Chronic pain that typically follows primary inguinal hernia repair can be significantly reduced by adopting procedures that use underlay mesh rather than overlay mesh, according to a new study published in the Journal of Surgical Research.

“Although chronic pain and discomfort is still one of the greatest problems after inguinal hernia repair due to the fact that it interferes with patients’ quality of life, there are very little data available from previous studies concerning presentation, diagnosis, and modes of treatment of this issue. In particular, the data in the literature concerning the cause of chronic pain are very limited,” wrote the authors, led by Hideyuki Takata, MD, of Nippon Medical School, Tokyo.

Dr. Takata and his coinvestigators looked at patients who underwent a mesh repair operation for primary inguinal hernia at a single institution – Nippon Medical School – between May 2011 and May 2014. All patients were aged 40 years or older, and the overwhelming majority were male. A total of 334 patients were identified, with 378 lesions among them; all patients’ operations were performed via the Lichtenstein (onlay mesh only), Ultrapro Plug (onlay and plug mesh), modified Kugel Patch (onlay and underlay mesh), or laparoscopic transabdominal preperitoneal (underlay mesh only, TAPP) surgical routes.

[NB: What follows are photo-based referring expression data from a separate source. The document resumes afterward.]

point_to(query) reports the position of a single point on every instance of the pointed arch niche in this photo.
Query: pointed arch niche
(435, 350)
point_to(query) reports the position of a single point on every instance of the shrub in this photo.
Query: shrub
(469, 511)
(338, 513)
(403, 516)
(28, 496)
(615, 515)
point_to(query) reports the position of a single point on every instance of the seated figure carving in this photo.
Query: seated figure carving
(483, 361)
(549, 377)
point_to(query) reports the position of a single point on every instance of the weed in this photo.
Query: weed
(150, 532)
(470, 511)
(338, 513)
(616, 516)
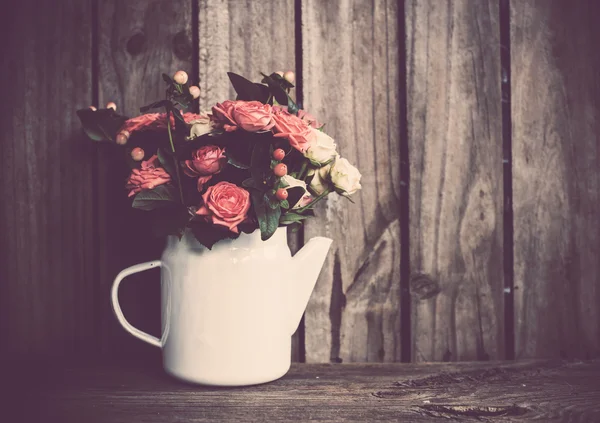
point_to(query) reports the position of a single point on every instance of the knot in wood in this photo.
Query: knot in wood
(423, 286)
(136, 44)
(182, 46)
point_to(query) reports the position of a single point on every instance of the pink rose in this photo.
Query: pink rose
(253, 116)
(310, 119)
(148, 177)
(289, 126)
(206, 161)
(225, 204)
(222, 115)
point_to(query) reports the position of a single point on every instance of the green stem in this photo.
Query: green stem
(174, 158)
(302, 170)
(313, 202)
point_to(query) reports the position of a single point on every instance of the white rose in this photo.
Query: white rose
(200, 126)
(344, 176)
(291, 182)
(322, 149)
(320, 181)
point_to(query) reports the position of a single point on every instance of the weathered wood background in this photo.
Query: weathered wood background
(475, 123)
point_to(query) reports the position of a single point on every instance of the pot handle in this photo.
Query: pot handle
(153, 340)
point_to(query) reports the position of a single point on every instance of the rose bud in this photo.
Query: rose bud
(122, 137)
(195, 91)
(180, 77)
(207, 161)
(253, 116)
(289, 76)
(137, 154)
(281, 194)
(149, 176)
(280, 170)
(225, 204)
(278, 154)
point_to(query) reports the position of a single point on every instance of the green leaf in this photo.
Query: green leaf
(268, 218)
(208, 234)
(291, 217)
(276, 90)
(259, 164)
(232, 161)
(101, 125)
(296, 226)
(294, 195)
(292, 107)
(155, 105)
(169, 220)
(168, 162)
(246, 90)
(249, 183)
(161, 196)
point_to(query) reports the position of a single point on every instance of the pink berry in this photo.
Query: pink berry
(195, 91)
(122, 138)
(180, 77)
(137, 154)
(289, 76)
(281, 194)
(278, 154)
(280, 170)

Forty-four patients had bilateral lesions, 152 had lesions on the right, and 138 on the left; 76 patients received Lichtenstein operations, 85 received Ultrapro Plug, 156 received modified Kugel Patch, and 61 received TAPP. (J Surg Res 2016 Aug 11. doi: 10.1016/j.jss.2016.08.027).

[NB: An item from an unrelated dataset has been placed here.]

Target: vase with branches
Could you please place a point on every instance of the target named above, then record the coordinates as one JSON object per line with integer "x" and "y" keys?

Patients received questionnaires at 2-3 weeks, 3 months, and 6 months after the operation to determine their pain and discomfort levels. Responses for all 378 lesions (100%) were received at the first follow-up, with questionnaires received for 229 lesions (60.5%) at the 3-month follow-up and 249 lesions (65.9%) at the 6-month follow-up. Of those who responded at the 6-month follow-up, 46 received Lichtenstein, 59 received Ultrapro Plug, 101 received modified Kugel Patch, and 61 received TAPP.

No patients reported moderate or severe pain while at rest. Mild pain was reported by 11 (4.4%) of all respondents; 0 of those who received Lichtenstein, 4 (6.8%) of those who received Ultrapro Plug, 7 (6.9%) of those who received modified Kugel Patch, and 0 of those who received TAPP (P less than .01).

Pain with movement was reported in 35 (14.1%) of respondents: 6 (13.0%) of those who received Lichtenstein, 7 (11.9%) of those who received Ultrapro Plug, 20 (19.8%) of those who received modified Kugel Patch, and 2 (4.7%) of those who received TAPP (P less than .05). One respondent reported experiencing moderate pain with movement, and that individual received Ultrapro Plug (1.7%). No patients reported experiencing severe pain with movement.

“We conclude that the sensory nerves in the inguinal region should be kept away from the mesh to prevent the development of chronic pain and discomfort,” the investigators concluded. “Further study is required to determine the mechanism involved in the generation of chronic pain and discomfort to improve the patient’s quality of life after primary inguinal hernia repair.”

No funding source was disclosed for this study. Dr. Takata and his coauthors did not report any relevant financial disclosures.